The improvement in the protein quality of the feed which soil treatments can bring about depends, in no small measure in the first place, on the crop on which the nitrogen fertilizer is used. The effectiveness of nitrogen in this respect depends, in the second place, on the fertilization beforehand by the other nutrient essentials. Red clover grown in a rotation on well-fertilized soil converted its nitrogen into crude protein for much higher feed values of it than did the well-fertilized timothy, including increments of nitrogen as soil treatments. In the latter crop other treatments did not contribute as much to the protein quality as they did in the former. Even with our help and hope to improve the quality of the crude proteins they still remained too crude to the test animals.

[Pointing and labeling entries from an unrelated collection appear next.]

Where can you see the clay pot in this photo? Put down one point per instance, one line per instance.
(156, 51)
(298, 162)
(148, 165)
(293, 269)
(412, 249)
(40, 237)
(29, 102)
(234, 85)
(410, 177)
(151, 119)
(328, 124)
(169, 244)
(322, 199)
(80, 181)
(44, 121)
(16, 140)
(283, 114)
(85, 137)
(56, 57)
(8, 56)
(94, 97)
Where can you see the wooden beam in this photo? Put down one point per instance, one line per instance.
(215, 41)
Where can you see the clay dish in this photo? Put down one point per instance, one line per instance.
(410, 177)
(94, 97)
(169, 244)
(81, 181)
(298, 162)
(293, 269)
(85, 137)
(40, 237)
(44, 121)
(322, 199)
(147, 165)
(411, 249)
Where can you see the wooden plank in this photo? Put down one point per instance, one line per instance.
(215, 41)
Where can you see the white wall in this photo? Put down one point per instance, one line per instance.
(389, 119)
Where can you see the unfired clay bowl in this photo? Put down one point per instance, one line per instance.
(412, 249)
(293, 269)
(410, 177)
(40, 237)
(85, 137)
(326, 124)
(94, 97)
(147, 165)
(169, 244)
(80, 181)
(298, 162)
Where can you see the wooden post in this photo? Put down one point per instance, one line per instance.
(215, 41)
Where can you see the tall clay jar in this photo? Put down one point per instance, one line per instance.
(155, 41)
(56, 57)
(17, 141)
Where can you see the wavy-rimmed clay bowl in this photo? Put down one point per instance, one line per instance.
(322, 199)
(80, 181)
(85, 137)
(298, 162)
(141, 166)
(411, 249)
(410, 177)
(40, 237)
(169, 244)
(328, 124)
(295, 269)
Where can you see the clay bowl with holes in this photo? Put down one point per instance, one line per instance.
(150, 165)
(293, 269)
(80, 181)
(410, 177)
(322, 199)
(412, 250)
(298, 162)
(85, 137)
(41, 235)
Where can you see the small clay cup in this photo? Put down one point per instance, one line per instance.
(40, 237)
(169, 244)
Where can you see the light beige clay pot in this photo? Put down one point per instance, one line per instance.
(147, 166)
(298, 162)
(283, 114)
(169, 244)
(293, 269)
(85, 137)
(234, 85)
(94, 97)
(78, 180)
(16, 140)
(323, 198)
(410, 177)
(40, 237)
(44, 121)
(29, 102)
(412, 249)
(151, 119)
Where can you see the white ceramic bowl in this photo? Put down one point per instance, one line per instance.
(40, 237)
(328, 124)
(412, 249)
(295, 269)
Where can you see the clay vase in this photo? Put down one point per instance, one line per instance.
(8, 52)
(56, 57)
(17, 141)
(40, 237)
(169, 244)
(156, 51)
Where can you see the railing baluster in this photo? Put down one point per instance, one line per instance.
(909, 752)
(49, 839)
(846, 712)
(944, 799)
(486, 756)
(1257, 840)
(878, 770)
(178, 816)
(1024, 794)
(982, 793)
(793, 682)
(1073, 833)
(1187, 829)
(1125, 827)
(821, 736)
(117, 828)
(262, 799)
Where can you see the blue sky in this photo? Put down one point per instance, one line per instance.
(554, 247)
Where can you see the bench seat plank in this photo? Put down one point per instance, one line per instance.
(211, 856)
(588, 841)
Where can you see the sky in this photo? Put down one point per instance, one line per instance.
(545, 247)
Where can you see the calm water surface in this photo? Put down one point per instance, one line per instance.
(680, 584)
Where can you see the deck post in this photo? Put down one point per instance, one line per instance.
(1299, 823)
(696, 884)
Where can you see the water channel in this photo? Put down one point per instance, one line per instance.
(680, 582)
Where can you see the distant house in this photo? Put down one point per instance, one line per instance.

It is highly significant to note that the bioassays of the red clover from Sanborn Field suggest that (a) the return of crop residues, (b) the use of calcium and magnesium limestones, and (c) the attempts to balance the soil fertility according to the soil tests with the addition of trace elements, were all essential contributors to the higher feeding values in the red clover for growing weanling rabbits. These factors in fertility under the crop of constant delivery of even crude protein as commonly measured were the variables to the extent of 700 percent in the nutritional quality of the forage grown by them.

In terms of these bioassays there is the suggestion that while fertilizing for higher feed values still be an extension of the market for fertilizers far beyond those areas which supply fertilizers for increased yields of bulk only, it will be, apparently, also a tremendous challenge to learn how we can fertilize the soil to grow the increase in protein quality accordingly.

* Some fertilizer laws say phosphoric acid and potash.

** From the Missouri Fertilizer Law, 1953.